Measure to Fund Highway Trust Defers Contributions to Pension Plans
Before adjourning for summer break Congress passed a bill to keep the Highway Trust Fund flowing to states through next May. President Obama signed the $10.8 billion measure which provides a large percentage of the money needed to sustain and expand our roads. The fund was set to run out of money at the end of August. Though the passage of the bill did prevent the loss of thousands of jobs, the funding of the bill will adversely affect some workers and their ability to accrue pension savings.
Recognizing that financial support for the Highway Trust Fund could not come only from current federal gas taxes, which are two decades old, Congress decided to allow companies to defer required contributions to certain defined benefit pension plans. Their reasoning was that letting corporations make smaller pension contributions now will subsequently lead to an increase in corporate profits and tax revenues from those profits which will theoretically cover the cost of the payment to the Highway Trust Fund.

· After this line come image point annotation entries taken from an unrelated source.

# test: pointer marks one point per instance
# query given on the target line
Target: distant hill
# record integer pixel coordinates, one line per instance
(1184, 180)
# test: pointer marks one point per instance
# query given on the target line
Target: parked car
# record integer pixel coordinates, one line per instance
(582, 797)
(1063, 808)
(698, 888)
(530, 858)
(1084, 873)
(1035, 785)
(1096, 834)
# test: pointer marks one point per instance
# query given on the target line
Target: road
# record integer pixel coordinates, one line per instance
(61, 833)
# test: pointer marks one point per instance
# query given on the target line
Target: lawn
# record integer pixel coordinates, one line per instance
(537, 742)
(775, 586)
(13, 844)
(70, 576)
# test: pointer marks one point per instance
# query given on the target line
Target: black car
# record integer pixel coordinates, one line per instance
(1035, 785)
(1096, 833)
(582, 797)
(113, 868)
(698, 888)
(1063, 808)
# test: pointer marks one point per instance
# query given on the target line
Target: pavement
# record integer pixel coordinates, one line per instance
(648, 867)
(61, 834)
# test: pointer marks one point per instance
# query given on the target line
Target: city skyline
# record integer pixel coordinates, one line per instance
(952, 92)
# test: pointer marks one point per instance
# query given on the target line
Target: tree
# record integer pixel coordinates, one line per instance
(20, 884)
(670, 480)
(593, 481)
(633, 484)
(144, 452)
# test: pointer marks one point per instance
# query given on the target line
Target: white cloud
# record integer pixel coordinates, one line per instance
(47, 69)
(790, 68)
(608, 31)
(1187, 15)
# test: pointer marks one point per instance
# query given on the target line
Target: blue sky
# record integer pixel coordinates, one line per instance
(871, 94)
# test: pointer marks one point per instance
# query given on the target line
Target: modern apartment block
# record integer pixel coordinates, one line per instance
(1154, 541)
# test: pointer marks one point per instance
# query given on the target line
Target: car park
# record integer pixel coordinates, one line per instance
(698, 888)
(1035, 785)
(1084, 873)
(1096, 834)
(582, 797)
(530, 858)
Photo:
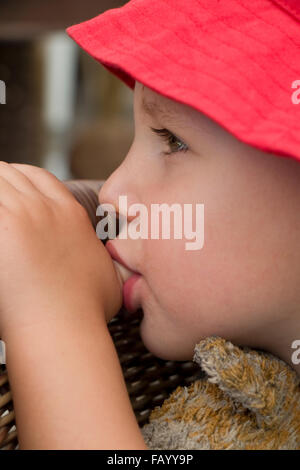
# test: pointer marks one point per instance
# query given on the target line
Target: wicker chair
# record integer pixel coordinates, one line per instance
(149, 379)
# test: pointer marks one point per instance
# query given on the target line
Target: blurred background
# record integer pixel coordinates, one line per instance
(63, 110)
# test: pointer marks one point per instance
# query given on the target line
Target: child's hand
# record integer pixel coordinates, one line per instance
(51, 259)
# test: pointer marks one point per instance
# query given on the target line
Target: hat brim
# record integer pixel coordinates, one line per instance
(237, 66)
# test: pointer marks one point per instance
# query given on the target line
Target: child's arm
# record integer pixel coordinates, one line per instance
(67, 385)
(58, 290)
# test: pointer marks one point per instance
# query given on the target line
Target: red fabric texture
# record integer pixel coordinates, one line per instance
(233, 60)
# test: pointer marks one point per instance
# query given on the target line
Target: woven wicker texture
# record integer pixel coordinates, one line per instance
(149, 379)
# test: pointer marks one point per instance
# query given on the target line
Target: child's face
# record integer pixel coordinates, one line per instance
(243, 284)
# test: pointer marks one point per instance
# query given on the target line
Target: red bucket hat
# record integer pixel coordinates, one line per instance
(236, 61)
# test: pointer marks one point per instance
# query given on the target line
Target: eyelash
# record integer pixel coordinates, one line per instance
(169, 137)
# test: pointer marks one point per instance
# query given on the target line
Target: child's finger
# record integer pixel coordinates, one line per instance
(8, 193)
(44, 181)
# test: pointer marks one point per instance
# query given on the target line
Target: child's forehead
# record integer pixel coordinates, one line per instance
(171, 112)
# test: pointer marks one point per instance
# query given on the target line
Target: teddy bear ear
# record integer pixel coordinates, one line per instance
(257, 380)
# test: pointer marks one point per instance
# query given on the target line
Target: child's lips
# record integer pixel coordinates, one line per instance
(127, 279)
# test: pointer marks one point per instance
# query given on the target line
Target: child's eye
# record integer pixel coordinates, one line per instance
(175, 144)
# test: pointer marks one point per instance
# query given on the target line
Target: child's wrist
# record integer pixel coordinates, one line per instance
(40, 317)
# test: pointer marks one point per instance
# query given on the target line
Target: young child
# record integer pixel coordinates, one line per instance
(217, 123)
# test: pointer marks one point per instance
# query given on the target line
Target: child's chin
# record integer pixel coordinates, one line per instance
(157, 343)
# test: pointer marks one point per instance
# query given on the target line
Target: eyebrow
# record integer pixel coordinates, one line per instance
(154, 109)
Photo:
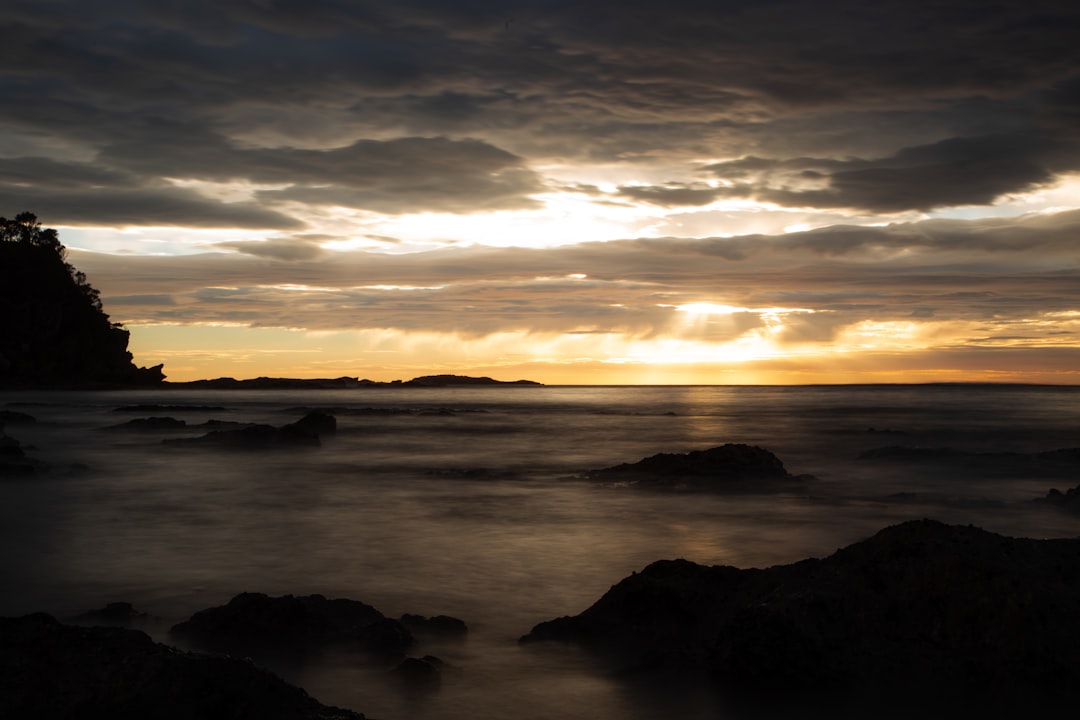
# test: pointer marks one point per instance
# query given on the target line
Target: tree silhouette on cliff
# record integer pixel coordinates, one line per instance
(53, 330)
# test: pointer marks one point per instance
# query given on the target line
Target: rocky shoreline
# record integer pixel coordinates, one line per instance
(925, 614)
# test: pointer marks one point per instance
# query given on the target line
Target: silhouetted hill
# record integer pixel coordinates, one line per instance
(53, 331)
(333, 383)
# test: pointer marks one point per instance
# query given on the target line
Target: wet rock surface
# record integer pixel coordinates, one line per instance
(14, 462)
(306, 432)
(254, 622)
(1068, 500)
(437, 625)
(919, 612)
(117, 614)
(1051, 462)
(732, 466)
(59, 671)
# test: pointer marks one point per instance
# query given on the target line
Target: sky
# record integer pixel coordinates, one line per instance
(680, 192)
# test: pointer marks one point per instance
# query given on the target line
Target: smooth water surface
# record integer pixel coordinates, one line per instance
(464, 502)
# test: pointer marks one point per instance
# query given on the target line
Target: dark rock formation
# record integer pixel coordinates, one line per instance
(13, 460)
(271, 383)
(441, 625)
(170, 408)
(53, 331)
(920, 611)
(1068, 500)
(149, 424)
(254, 622)
(115, 614)
(15, 418)
(54, 670)
(419, 674)
(729, 466)
(1051, 462)
(305, 432)
(453, 380)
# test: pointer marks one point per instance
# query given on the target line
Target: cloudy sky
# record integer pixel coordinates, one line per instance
(688, 191)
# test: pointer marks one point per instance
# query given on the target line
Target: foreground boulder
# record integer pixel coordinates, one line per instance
(254, 622)
(54, 670)
(13, 460)
(920, 611)
(1068, 500)
(1060, 462)
(305, 432)
(732, 466)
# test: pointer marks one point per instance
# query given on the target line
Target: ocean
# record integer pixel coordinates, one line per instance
(469, 502)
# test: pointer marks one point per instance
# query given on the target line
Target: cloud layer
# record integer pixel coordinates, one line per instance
(422, 166)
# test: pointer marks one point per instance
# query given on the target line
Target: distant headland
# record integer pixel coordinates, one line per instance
(336, 383)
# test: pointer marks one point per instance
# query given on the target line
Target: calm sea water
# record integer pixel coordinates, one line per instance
(463, 502)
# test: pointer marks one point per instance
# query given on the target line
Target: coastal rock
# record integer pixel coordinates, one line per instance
(15, 418)
(422, 674)
(302, 433)
(457, 380)
(1068, 500)
(920, 611)
(254, 622)
(315, 423)
(170, 408)
(116, 614)
(54, 670)
(13, 460)
(149, 424)
(440, 625)
(1063, 461)
(731, 466)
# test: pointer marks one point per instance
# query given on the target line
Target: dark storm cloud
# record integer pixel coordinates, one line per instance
(297, 247)
(672, 195)
(955, 172)
(151, 206)
(1001, 274)
(419, 105)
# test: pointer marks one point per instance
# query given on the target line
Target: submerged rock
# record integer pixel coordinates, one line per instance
(13, 459)
(54, 670)
(920, 611)
(423, 674)
(442, 625)
(119, 614)
(15, 418)
(728, 466)
(1068, 500)
(150, 424)
(1063, 461)
(305, 432)
(252, 622)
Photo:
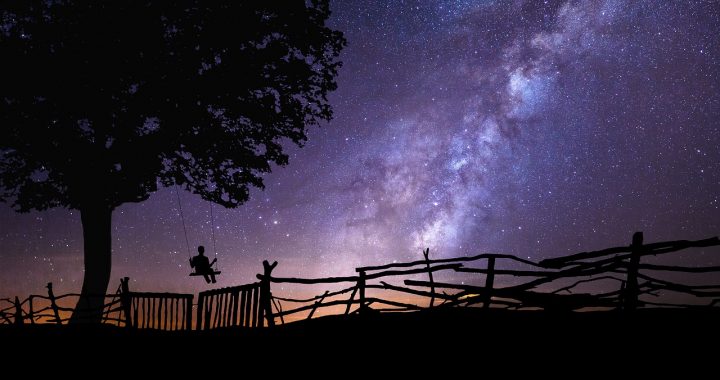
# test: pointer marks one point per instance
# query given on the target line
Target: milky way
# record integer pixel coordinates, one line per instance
(532, 128)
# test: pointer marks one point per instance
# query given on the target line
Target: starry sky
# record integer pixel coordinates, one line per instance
(536, 128)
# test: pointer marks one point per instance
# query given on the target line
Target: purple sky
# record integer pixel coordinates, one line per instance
(525, 127)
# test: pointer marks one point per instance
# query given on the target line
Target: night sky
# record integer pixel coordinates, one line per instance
(525, 127)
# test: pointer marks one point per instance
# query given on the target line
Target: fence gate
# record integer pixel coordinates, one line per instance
(161, 311)
(230, 307)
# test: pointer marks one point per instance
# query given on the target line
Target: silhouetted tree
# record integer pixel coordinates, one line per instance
(102, 102)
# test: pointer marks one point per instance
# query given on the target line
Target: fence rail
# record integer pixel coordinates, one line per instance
(504, 281)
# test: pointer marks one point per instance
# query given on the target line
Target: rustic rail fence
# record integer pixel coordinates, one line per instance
(551, 284)
(237, 306)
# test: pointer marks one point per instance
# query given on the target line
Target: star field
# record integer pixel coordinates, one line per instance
(536, 128)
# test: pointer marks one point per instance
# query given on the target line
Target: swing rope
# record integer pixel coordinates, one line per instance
(182, 217)
(212, 225)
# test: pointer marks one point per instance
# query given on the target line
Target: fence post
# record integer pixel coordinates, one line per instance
(201, 306)
(188, 312)
(125, 301)
(18, 312)
(31, 312)
(53, 305)
(361, 287)
(489, 283)
(265, 294)
(631, 286)
(426, 253)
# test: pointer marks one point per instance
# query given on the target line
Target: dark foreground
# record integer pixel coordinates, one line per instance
(452, 334)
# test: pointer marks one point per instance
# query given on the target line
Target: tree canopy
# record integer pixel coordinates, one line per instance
(103, 101)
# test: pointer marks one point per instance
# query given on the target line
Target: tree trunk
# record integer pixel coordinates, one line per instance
(96, 220)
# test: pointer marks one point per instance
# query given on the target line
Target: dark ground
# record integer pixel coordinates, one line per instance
(452, 337)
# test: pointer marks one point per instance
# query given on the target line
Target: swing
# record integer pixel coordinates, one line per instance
(213, 271)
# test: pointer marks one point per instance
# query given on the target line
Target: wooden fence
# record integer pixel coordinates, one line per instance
(550, 284)
(500, 281)
(237, 306)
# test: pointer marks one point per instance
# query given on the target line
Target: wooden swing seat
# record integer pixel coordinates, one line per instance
(217, 272)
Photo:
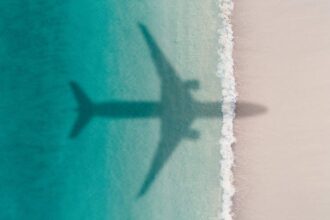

While Congress was trying to avoid negatively impacting workers, some critics claim Congress overlooked a bigger issue, that of encouraging companies to defer pension plan contributions, which could have an adverse effect on some employees. And since pension plan contributions will be deferred they will have to be made later — thus decreasing future corporate profits and tax revenue.
As President Obama pointed out when signing this measure, it is only temporary and not intended as a long-term solution. Congress should be expected to find ways to cover the costs of the Highway Trust Fund in the future without impacting worker’s pension plans.